While technology has been the top sector by far this year, the industrials as a whole have lagged the market dramatically. Most of Wall Street remains very positive about the balance of 2014 and next year. Still, investors with big gains in stocks may be looking for spots to take profit, especially long-term capital gains, and redeploy the money into solid companies with good upside.
The Oppenheimer market strategists have just released an in depth look at the market and the economy. They are bullish on the balance of the year and tout their “2014 on the S&P 500 in 2014″ call. They also posted a chart of DJIA performers this year, and the stocks they had rated as Outperform. Five of those stocks are still negative for 2014, and may make outstanding portfolio additions.

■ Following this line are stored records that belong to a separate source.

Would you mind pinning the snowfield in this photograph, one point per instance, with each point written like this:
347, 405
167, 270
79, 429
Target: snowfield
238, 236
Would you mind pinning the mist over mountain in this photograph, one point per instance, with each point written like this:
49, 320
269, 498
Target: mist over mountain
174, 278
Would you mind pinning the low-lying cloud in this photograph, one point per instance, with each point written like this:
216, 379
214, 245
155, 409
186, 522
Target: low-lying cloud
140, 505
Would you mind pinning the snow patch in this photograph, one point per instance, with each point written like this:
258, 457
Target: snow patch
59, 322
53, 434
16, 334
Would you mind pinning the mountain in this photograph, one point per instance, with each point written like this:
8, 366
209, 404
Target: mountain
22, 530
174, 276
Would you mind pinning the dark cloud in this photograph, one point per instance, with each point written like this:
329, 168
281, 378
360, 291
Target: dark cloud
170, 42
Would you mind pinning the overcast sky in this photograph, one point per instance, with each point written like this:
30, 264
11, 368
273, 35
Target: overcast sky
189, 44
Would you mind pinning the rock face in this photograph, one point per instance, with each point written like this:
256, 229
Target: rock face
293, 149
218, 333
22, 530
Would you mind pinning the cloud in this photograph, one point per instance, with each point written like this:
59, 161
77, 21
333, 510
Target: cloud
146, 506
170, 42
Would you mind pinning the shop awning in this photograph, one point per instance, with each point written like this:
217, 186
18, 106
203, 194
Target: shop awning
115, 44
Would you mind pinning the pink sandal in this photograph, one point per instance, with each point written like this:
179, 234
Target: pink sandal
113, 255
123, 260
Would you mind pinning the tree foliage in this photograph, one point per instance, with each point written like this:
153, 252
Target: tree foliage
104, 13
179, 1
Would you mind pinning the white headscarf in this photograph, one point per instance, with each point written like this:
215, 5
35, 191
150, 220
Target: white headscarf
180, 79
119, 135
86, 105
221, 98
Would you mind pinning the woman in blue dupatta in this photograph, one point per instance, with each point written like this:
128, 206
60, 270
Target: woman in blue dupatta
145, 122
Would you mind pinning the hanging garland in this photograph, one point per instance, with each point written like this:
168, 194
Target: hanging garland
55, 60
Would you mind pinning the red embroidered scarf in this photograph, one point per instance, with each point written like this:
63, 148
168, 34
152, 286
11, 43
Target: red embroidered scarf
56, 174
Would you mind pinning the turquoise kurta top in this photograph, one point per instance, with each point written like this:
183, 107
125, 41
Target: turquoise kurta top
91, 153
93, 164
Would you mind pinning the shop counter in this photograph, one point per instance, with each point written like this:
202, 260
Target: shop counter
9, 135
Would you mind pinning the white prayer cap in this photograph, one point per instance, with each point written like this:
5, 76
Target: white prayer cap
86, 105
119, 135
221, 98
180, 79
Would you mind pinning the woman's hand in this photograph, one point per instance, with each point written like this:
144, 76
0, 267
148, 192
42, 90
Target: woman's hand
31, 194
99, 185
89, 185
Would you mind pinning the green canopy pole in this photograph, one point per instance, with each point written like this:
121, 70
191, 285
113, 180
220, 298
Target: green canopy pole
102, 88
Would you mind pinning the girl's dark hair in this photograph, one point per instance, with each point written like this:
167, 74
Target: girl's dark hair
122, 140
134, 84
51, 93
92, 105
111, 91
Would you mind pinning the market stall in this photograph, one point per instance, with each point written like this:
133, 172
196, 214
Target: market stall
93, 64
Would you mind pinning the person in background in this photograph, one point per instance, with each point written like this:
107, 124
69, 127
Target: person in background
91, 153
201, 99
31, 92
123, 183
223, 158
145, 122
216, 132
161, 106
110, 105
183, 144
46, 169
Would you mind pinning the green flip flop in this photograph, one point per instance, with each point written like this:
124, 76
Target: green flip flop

Wal-Mart Stores Inc. (NYSE: WMT) has become a Wall Street whipping boy, and is still down over 7% year-to-date. While the company recently acknowledged that food-stamps was a contributor to earnings, they are also an expanding discount leader that will benefit from an improving economy. Plus, their increasing presence in the grocery world is adding to an already large retail footprint. A push to sell organic products is also starting to gain market share from some of the traditional leaders of that space. Investors are paid a 2.5% dividend. The Thomson/First Call consensus price objective for the stock is posted at $80.39. Wal-Mart shares closed Thursday at $73.95.
The Coca-Cola Company (NYSE: KO) is down over 5% this year despite the fact that the company is one of the most recognizable brands in the world, and its biggest shareholder is Warren Buffett. The company raised its dividend by 9% this year, its 52nd annual dividend increase. While sales growth has been sluggish recently, many Wall Street analysts believe the company is taking the right strategic action to reinvigorate revenue growth. Investors are paid a solid 2.9% dividend. The consensus target for the stock is $45.21. Coke closed Thursday at $39.35.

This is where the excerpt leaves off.